その力で、ナイトメアから放たれたガラクタをはねのけながら、接近していく。
「グウゥゥ!」
だが、ナイトメアは唸り声を上げながら、後方に退きつつ、ガラクタを投げ続ける。
「よっと、大丈夫ですか?」
その一言と共に、俺は彼女に向かってガラクタを弾いた。
彼女は俺の行動を見て。
「ま、まさか」
「危ねぇから動くなよ。ここは任せとけ」
そう言って、俺は前に立ちはだかる。
けれども。
「何考えてんの!? 無茶しないでって」
入間が俺の背中越しに叫ぶ。だが正直、今は彼女の心配を聞いている場合じゃない。
「これでも運動神経だけは自信があんだよ。それにな」
俺は背後から迫る鉄パイプの束を飛び越えながら振り返る。
「お前が倒れたら俺も危ないんだからな」
「ふん……生意気言ってんじゃないわよ」
毒づきながらも声が少し震えているのが分かる。あいつなりに怯えているんだろう。
「それにしてもあいつ……距離を保って投擲ばかりか」
ナイトメアは瓦礫や錆びたチェーンなどを投げてくるだけで一向に近づいてこない。工場機械の巨人が遠巻きに威嚇する様はまるで檻の中の熊だ。
だったら——。
「こいつの出番か?」『ウイング!メツァメロ! メツァメロ!』
俺は瞬時に取り出したカプセムをそのまま、装填し、瞬時に発動させる。
『グッドモーニング! ライダー!ゼッツ!ゼッツ!ゼッツ!ウイング!』
赤い粒子が俺を包む。背中に灼熱が走ったかと思うと、巨大な翼が爆発するように飛び出した! 羽毛ではなく金属のフレームが組み合わさった機械仕掛けの翼となる。
「なっ……何だよそれ!?さっきから!?」
入間が目を剥いて叫ぶ。お前のために戦ってんのに酷い言い草だ。
「飛んでこそ本領発揮ってとこかな」
翼を一振りすると、俺の身体は垂直に浮き上がる。地上十メートルまで一気に急上昇した。眼下ではナイトメアがブルドーザーの牙をもどかしげにガチャつかせている。
「空は、こっちの土俵だ」
ナイトメアが焦ってコンプレッサー音を唸らせ、鉄屑を雨のように撃ち上げてきた。空中で弧を描いて回避していく。

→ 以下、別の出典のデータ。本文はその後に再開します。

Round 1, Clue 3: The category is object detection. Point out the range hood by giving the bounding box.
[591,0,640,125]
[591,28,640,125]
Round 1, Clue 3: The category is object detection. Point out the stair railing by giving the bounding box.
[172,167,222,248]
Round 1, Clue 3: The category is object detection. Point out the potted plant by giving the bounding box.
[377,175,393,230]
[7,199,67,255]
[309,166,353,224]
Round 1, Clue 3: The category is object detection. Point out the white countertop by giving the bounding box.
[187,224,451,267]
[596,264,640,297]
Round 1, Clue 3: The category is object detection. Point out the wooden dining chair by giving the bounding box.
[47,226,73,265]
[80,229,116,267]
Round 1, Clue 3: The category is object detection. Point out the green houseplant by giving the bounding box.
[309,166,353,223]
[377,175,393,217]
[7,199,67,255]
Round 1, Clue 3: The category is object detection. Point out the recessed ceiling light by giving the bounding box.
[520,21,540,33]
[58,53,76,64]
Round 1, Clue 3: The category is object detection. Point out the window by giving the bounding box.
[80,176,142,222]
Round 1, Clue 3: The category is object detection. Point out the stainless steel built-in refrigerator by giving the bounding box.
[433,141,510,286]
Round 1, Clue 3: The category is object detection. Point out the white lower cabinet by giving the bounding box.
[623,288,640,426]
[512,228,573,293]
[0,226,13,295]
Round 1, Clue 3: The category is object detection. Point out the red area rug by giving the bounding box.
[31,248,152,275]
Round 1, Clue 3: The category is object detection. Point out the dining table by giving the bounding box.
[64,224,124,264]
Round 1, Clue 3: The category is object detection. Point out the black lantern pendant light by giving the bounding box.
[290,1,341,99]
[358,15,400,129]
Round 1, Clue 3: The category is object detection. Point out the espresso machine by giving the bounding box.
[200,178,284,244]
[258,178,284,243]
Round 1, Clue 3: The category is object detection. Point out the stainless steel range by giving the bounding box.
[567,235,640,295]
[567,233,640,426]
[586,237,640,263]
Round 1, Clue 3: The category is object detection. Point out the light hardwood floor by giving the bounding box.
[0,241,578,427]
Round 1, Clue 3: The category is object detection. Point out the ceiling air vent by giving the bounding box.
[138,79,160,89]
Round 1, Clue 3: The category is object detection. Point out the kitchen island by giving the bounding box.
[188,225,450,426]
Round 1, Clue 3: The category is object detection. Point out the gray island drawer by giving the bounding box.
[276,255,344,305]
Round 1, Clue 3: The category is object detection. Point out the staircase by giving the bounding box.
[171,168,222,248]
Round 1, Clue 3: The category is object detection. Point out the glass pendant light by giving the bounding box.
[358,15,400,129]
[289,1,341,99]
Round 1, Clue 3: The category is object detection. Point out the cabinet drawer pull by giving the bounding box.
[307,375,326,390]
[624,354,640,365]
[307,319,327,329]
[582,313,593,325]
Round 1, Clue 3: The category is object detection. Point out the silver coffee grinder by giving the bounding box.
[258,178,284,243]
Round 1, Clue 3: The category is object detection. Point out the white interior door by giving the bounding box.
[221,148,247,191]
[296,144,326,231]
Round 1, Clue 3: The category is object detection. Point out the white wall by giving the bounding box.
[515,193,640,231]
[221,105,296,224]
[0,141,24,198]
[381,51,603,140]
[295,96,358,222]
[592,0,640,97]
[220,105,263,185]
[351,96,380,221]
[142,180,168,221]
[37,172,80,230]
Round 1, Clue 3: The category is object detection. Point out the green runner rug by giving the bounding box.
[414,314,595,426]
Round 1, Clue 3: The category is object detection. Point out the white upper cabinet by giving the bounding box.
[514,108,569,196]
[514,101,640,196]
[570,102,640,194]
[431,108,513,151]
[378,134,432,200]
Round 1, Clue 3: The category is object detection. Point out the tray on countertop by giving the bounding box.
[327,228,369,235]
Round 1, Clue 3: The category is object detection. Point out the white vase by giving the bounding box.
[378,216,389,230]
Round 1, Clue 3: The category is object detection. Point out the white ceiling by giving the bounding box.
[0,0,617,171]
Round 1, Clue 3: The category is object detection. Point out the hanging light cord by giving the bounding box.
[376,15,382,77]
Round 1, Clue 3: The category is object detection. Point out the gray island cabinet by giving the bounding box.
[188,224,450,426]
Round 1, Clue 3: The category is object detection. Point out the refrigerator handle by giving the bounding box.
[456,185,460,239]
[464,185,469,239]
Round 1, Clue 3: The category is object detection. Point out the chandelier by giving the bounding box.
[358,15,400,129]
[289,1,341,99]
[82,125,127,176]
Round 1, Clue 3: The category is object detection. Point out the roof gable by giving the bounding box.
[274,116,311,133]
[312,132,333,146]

先程の地上という限られた舞台とは違い、三次元で動き回れるこちらの方が有利に働く。
さらに翼から発射する赤いエネルギー弾を撃ち放つ。
「おらっ!」
けれども、相手も悪くは無い。
「なんだよあいつ?」
ナイトメアは、空を飛んでいる俺を追うように攻撃してきたのだ。
「だったら」
俺はそのまま速度を早める。
ナイトメアからの猛攻を避けながらも、徐々に距離を縮めながら近づいていく。
『ウィング!バニッシュ!ゼ!ゼ!ゼッツ!』
俺自身の身体を全身をドリル状に包み込み、ナイトメアを目掛けて急降下突撃を仕掛ける。
「っ!」
それに耐えきる事が出来ず、爆散した。
「・・・」
戦いが終わりを迎えたが、未だに謎は多く残っている。